Crosss - LO

Le trio Crosss se veut trop métal pour la scène indé et trop champ gauche pour les puristes. Sur LO, leur deuxième disque, le groupe mené par le chanteur et guitariste Andy March rappelle que le pari de l'audace récompense les plus téméraires tout en éloignant les oreilles sensibles.

D'Halifax à Toronto, via une planche de Ouija

LO marque la fin d'une époque chez Crosss. Nathan Doucet et Ryan Allen, deux des membres originaux, ont quitté le groupe après l'enregistrement du disque. Bien que formé à Halifax, le trio était éparpillé entre Toronto et Halifax. LO immortalise cette formation, aujourd'hui complétée sur scène par le batteur Kris Bowering et la bassiste Scarlett Rose.   Dès le départ, March étale la portée du caractère occulte du disque. « Come to my grave », demande-t-il d'une voix aiguë sur Interlocutor après avoir parlé de magie noire. La section rythmique pèse lourd, mais Crosss préfère le groove à la nonchalance. LO donne l'impression d'une rencontre entre Syd Barrett et The Melvins à un concert de Neurosis.

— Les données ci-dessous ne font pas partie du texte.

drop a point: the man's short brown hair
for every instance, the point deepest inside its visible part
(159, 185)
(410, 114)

D'ailleurs, malgré ce caractère ténébreux, les neuf chansons émergent plutôt d'un brouillard dense et épais qui recouvre le port abandonné d'une ville fantôme imaginaire. En alternant entre les styles musicaux, Crosss peut jouer autant sur les intentions doom métal, que sur le rock psychédélique, en étirant les mots comme des mantras.

Dans les bons moments, le trio fait embarquer le mélomane dans un bourdonnement qui emporte les sens, comme dans un vieux film d'horreur en noir et blanc. Ça marche, sauf quand le groupe perd son équilibre entre la concision et son caractère ésotérique.

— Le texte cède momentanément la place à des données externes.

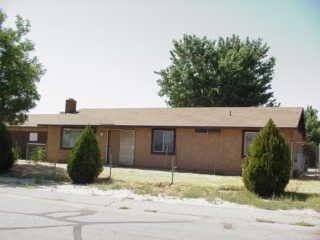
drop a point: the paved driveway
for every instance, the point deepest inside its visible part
(47, 213)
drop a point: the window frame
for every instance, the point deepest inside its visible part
(173, 152)
(61, 135)
(243, 154)
(33, 134)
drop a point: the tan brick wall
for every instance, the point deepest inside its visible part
(219, 152)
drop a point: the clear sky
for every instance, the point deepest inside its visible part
(104, 53)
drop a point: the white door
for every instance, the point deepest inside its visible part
(126, 153)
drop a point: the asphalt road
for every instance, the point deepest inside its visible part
(34, 213)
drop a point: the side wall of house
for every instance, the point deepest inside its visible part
(20, 138)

Si les répétitions mélodiques et l'absence de constructions aident la machine à demeurer bien huilée, cela favorise également la redite, sans pour autant embarquer dans la proposition. Chacune des chansons se tient debout, mais dans l'ensemble, elles n'arrivent pas à se distinguer tant elles se ressemblent.

Bon matin, Lovecraft et Allan Poe

Les huit premiers titres de LO se répandent sur une vingtaine de minutes, marquée par la minimaliste pièce acoustique Dance Down et le délire macabre Kaloo Kaley.

Puis, Crosss livre sa pièce de résistance en fin de compact : Enthroning the 4 Acts, une construction sonore instrumentale de 18 minutes. Les sons inquiétants s'empilent les uns sur les autres à l'intérieur de ce voyage sonique au fond des ténèbres, pour céder leur place à de longues tonalités qui résonnent de manière à réveiller Lovecraft et Edgar Allan Poe. La patience des audacieux sera récompensée, tandis que les autres n'en pourront pas d'attendre la fin de ce bruitage infernal.

Une fois, deux fois, vendu

Si la première moitié de LO dévoile ses secrets d'un coup, Enthroning the 4 Acts mérite plusieurs écoutes pour se laisser absorber pleinement par l'environnement sonore de Crosss.

Malgré ses failles, ce deuxième album réunit le côté sombre de plusieurs sous-genres musicaux sous une oeuvre cohérente. À l'avenir, souhaitons que Crosss continue d'explorer de nouveaux terrains soniques tout en s'inspirant de ces expéditions bruyantes, pour réconcilier ses chansons plus traditionnelles à son désir de conquérir les musiques sombres.